Perpetuating Wage Inequality: Evidence from Salary History Bans
By James Bessen, Erich Denk, and Chen Meng
A recent paper “Perpetuating Wage Inequality: Evidence from Salary History Bans” published in the Journal of Economic Inequality by scholars from TPRI (James Bessen, Erich Denk, and Chen Meng) has influenced policy. Along with other papers, it prompted the White House to issue Executive Orders banning the use of salary histories in Federal hiring and in hiring by Federal contractors and it was cited in final hiring rules (the Office of Personnel Management and Department of Defense).
Economists have long argued that underpaid workers can sometimes escape discrimination by switching jobs. However, if employers have access to job applicants’ previous pay histories and use this information for a bargaining advantage, this mechanism might not work. In this way, the salary information may help perpetuate the pre-existing inequities. On the other hand, aware of this possibility and the persistence of the gender pay gaps in the US, women’s advocates have pushed for the passage of Salary History Ban (SHB) legislation that prevents employers from asking for salary histories. Since 2016, more than a dozen states and cities have enacted SHB laws and nearly a quarter of the private-sector workers are covered by the law. Correlated with the passage of SHB laws, the share of online job advertisements that list salary information has increased by 20 percentage points in just one year. This paper is the first to examine the causal and comprehensive impacts on employers’ behavior in wage posting, and the actual for job changers especially women and minorities. The results have important policy implications in addressing the pay inequality issue in the US.
The paper has the following research objectives: 1) Develop a theoretical model predicting the outcomes of the removal of salary history. 2) Use an empirical model to test for the change in firms’ wage-posting behavior. 3) Use an empirical model to look at the actual pay of job-changing workers in private sector under the SHB. 4) Examine specifically how the previously disadvantaged groups such as women and non-whites are causally affected, and the size of the impact. 5) Test for any adverse effect or additional effect such as the change in the composition of job changers and turnover rates, utilizing alternative methods and dataset to make sure the results are robust and valid.
The theoretical model is based on Hall and Krueger’s 2010 wage formation model but it is fitted to the context of SHBs. It uses worker’s reservation wage, productivity, and the elasticity of labor supply to construct employer’s profit-maximizing scheme. The employer will choose to bargain or post wage based on the process that gives the higher profit. The theoretical model predicts that employer lose wage bargaining surplus when an SHB is present. The empirical model tests model predictions using difference-in-difference around a control and treatment group. Because the data is rich enough, the paper looks at bordering counties within the same labor market, one is treated under SHB, the other is not. The method is applied to two big datasets. The first is the Burning Glass Technologies (BGT) online job posting data that has 200 million observations and covers over 90% of the US online job data. This proprietary data is used for getting results on firms’ wage posting behavior and salary offered. The second dataset is the Current Population Survey (CPS) — the nationally representative household survey conducted by the Bureau of Labor Statistics, to estimate the actual wage paid and wage gap. Job changing individuals can be identified in the dataset. Additionally, other empirical methods such as Synthetic Control Method and Coarsened Exact Matching are used to make sure the results hold true under a different method.

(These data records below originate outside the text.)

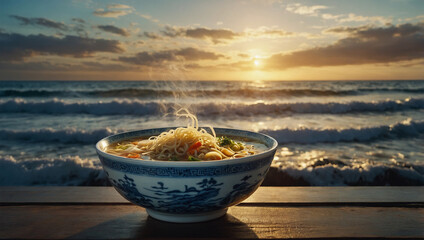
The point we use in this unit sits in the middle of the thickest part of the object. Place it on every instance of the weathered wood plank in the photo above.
(128, 221)
(262, 195)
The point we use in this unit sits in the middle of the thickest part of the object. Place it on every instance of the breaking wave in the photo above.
(63, 171)
(137, 107)
(71, 135)
(145, 93)
(74, 171)
(325, 172)
(407, 128)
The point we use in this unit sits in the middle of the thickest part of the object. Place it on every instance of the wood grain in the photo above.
(272, 212)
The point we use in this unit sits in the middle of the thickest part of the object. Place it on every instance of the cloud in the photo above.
(114, 11)
(158, 58)
(364, 45)
(304, 10)
(351, 17)
(219, 36)
(266, 32)
(40, 22)
(214, 35)
(110, 13)
(123, 6)
(17, 47)
(148, 17)
(151, 35)
(62, 67)
(78, 20)
(114, 30)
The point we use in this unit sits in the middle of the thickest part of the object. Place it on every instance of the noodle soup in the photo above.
(189, 143)
(199, 149)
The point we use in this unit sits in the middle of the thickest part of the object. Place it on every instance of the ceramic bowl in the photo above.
(183, 191)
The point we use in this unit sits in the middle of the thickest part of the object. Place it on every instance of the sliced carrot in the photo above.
(133, 155)
(194, 147)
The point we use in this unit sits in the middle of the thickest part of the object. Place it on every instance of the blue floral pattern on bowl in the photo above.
(182, 191)
(199, 198)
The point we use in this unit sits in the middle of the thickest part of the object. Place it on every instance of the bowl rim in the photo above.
(109, 156)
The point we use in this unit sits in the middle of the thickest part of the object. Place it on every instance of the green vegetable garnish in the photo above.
(191, 158)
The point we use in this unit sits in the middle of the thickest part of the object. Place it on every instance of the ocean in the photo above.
(330, 133)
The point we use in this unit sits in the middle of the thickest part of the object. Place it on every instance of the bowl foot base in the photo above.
(186, 218)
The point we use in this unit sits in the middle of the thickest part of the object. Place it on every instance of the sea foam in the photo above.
(63, 171)
(407, 128)
(145, 108)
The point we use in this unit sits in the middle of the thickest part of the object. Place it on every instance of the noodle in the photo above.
(184, 143)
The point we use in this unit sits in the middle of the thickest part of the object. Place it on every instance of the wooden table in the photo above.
(272, 212)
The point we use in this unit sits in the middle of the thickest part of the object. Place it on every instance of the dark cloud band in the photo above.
(16, 47)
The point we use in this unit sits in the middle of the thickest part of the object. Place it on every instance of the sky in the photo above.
(212, 40)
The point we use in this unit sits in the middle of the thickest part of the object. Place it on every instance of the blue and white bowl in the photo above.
(186, 191)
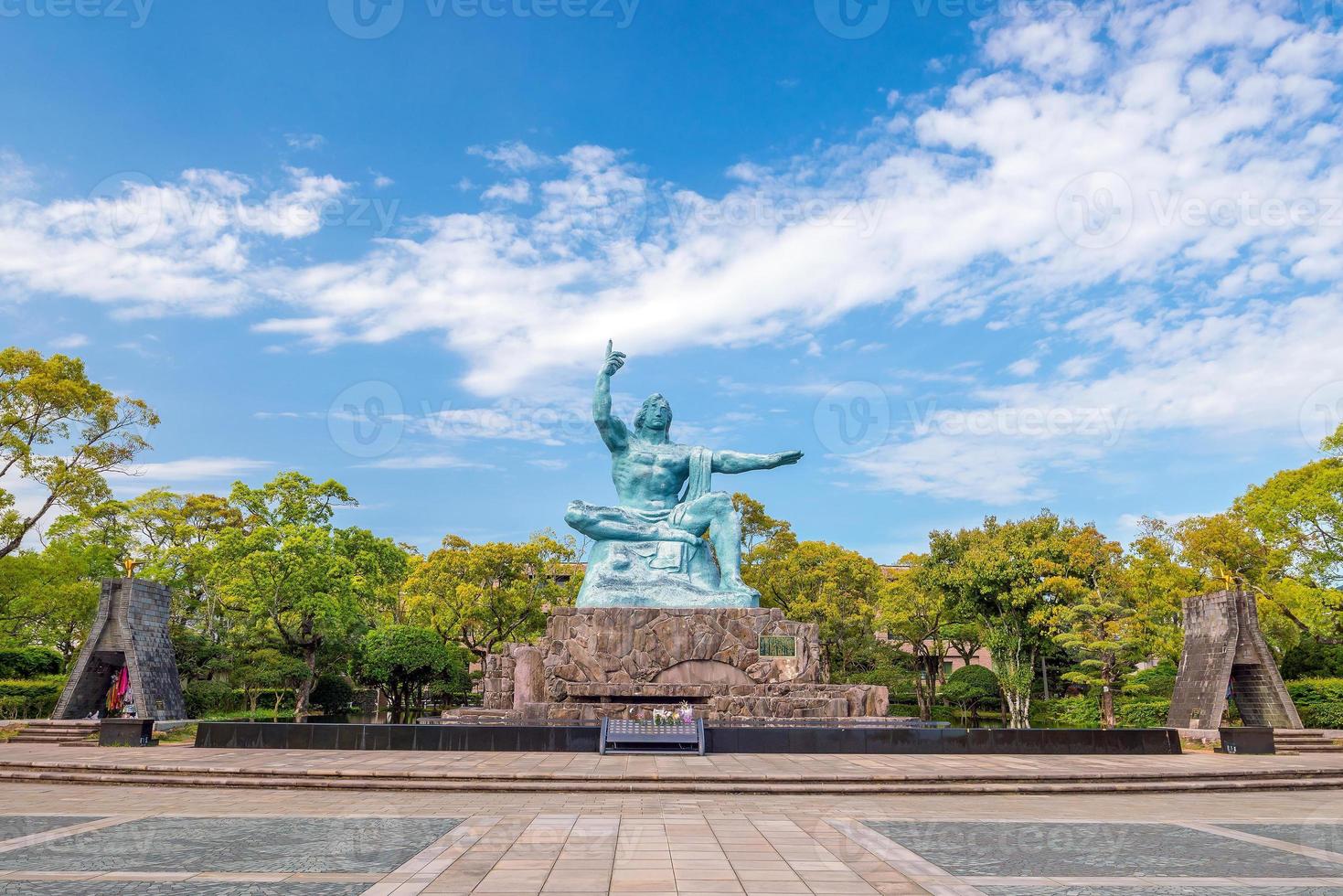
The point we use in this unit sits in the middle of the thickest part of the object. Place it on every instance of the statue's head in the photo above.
(655, 414)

The paper first finds a significant rise in the probability that employers list salary information in the job ads after SHBs go into effect. Second, after an SHB, job-changing workers in the private sector earn 3.9% more than comparable job-changers not under SHBs relative to incumbent workers on average. Third, there are even larger increases in the pay of job-changing women (6.2%) and non-whites (5.8%). For these previously disadvantaged groups, the pay increases following an SHB represent a sizeable portion (40%-67%) of the residual wage gap measured for job-changing employees, i.e., SHB eliminates a big portion of the wage gap. This suggests that most of this gap is related to bargaining differences rather than productivity differences between workers. The SHBs have little effect on the composition of job changers, don’t result in changes in job turnover. And multi-state employers are not switching hiring to non-SHB states.
Under the SHB, firms advertise salaries more, they pay higher wages for job changers, and the increase is greater for groups subject to historical discrimination. SHBs reveal evidence that previously, employers have exploited the past salary information and this has been an important factor perpetuating wage inequality, especially for women and non-whites.